641 Park Avenue, N. Mankato, Minnesota 56601

I am a partner with John P. Hiniker in restoring and saving old tractors and gas engines. John sells decals for some tractors and engines. We have 40 tractors and 30 gas engines, plus several separators, binders, and equipment of bygone days. Our biggest tractor is a 35.-70 Minneapolis Cross mount weighing 12 tons. The biggest engine is a 16 HP Eagle single cylinder. John can take a piece of pure junk and make it look and run like it had never been used!

My wife, Lorraine, boys, Nick and Chris, and girls, Cathy and Liz, also take a great interest in these old machines. We all have been reading G.E.M. from the start.

A few years ago Glenn Karch, R.R. 2, Haulstadt, Indiana, wanted information on auto sparkers. I have a book called 'The Practical Gas Engineer' that shows and tells about them. This was written June 1, 1901.

An auto sparker is really a D.C. (direct current) dynamo...something like a modern day generator with a governor to control the speed. The dynamo depends on its fields from which its current is generated. The rapidly revolving armature between the wound fields of the dynamo excites them and a current is generated. A magneto that we are familiar with depends on permanent magnets for the generating of its current. The armature revolving rapidly between permanent magnets generates a current.

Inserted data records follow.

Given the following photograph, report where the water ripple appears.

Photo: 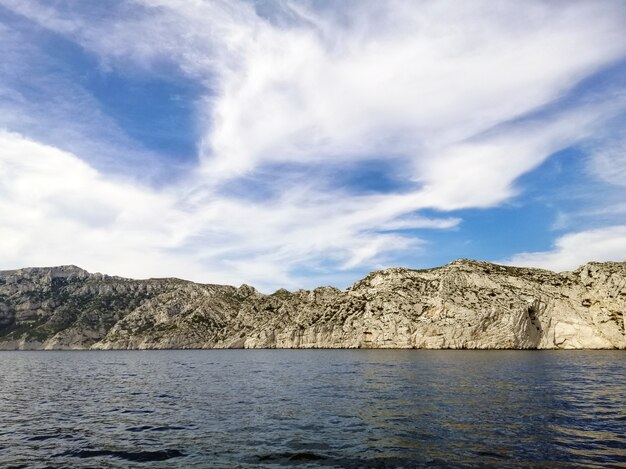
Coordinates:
[0,350,626,468]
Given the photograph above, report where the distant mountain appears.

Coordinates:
[0,259,626,349]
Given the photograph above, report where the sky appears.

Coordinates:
[0,0,626,292]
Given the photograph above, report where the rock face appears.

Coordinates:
[0,259,626,349]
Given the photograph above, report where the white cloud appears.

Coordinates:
[0,0,626,288]
[0,132,459,289]
[502,225,626,272]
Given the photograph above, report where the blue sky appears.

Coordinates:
[0,0,626,291]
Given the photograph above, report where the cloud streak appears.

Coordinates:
[0,0,626,288]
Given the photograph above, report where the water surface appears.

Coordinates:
[0,350,626,468]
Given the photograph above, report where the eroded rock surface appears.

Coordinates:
[0,259,626,349]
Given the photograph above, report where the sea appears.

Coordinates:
[0,350,626,468]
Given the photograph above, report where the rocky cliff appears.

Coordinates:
[0,259,626,349]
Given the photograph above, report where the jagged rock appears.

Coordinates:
[0,259,626,349]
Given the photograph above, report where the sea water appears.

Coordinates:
[0,350,626,468]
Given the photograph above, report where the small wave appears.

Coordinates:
[126,425,187,433]
[54,449,185,462]
[257,452,326,462]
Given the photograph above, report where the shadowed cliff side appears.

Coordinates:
[0,259,626,349]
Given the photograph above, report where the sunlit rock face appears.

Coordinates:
[0,259,626,349]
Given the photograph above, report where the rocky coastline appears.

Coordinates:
[0,259,626,350]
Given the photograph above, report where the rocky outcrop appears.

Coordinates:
[0,259,626,349]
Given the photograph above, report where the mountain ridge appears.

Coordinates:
[0,259,626,350]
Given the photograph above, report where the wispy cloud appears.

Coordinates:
[502,225,626,271]
[0,0,626,288]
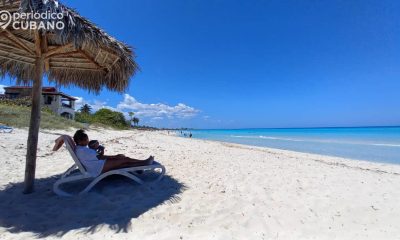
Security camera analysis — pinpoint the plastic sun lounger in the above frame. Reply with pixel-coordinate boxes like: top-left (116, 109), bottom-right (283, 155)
top-left (53, 136), bottom-right (165, 197)
top-left (0, 125), bottom-right (14, 133)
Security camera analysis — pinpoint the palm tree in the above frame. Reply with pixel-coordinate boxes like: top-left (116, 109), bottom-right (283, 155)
top-left (132, 117), bottom-right (140, 126)
top-left (79, 104), bottom-right (92, 114)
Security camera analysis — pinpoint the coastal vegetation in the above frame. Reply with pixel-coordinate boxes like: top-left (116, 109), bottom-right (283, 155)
top-left (0, 102), bottom-right (84, 129)
top-left (0, 97), bottom-right (150, 130)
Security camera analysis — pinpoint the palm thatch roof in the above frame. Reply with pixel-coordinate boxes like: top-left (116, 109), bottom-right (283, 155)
top-left (0, 0), bottom-right (138, 92)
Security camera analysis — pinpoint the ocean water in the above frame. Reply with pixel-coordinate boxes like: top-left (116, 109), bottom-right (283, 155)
top-left (184, 127), bottom-right (400, 164)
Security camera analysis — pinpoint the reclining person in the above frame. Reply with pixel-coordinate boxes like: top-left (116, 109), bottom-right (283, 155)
top-left (74, 130), bottom-right (154, 176)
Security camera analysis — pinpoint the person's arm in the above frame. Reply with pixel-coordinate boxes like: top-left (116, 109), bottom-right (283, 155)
top-left (97, 154), bottom-right (125, 160)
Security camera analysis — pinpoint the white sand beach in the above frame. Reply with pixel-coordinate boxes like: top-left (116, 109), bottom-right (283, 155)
top-left (0, 129), bottom-right (400, 240)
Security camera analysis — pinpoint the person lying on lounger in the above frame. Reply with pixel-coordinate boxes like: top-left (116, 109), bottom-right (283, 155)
top-left (74, 130), bottom-right (154, 175)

The dynamo, or auto sparker, is a small generator constructed on principles similar to a dynamo or generator used for electric lighting purposes - a miniature machine with current capacity only sufficient to produce a good strong igniting spark at all times. Storage and other batteries are used in connection with some of these dynamos for starting purposes. They require a certain speed before they will generate an igniting current. This speed must not vary to any great extent. If much below the normal, the current will be too weak for igniting purposes. If speed runs above normal, there is danger of burning out the field winding. Therefore, if the dynamo were set at a speed to generate an igniting current, when the engine is turned over by hand, it would quickly burn out its field coils under full speed of engine, unless some governing device were used. Consequently, the engine is started from a battery current, and when the dynamo has gained a generating speed which is attained at full speed of the engine, its current is switched onto the engine and the battery current is cut out.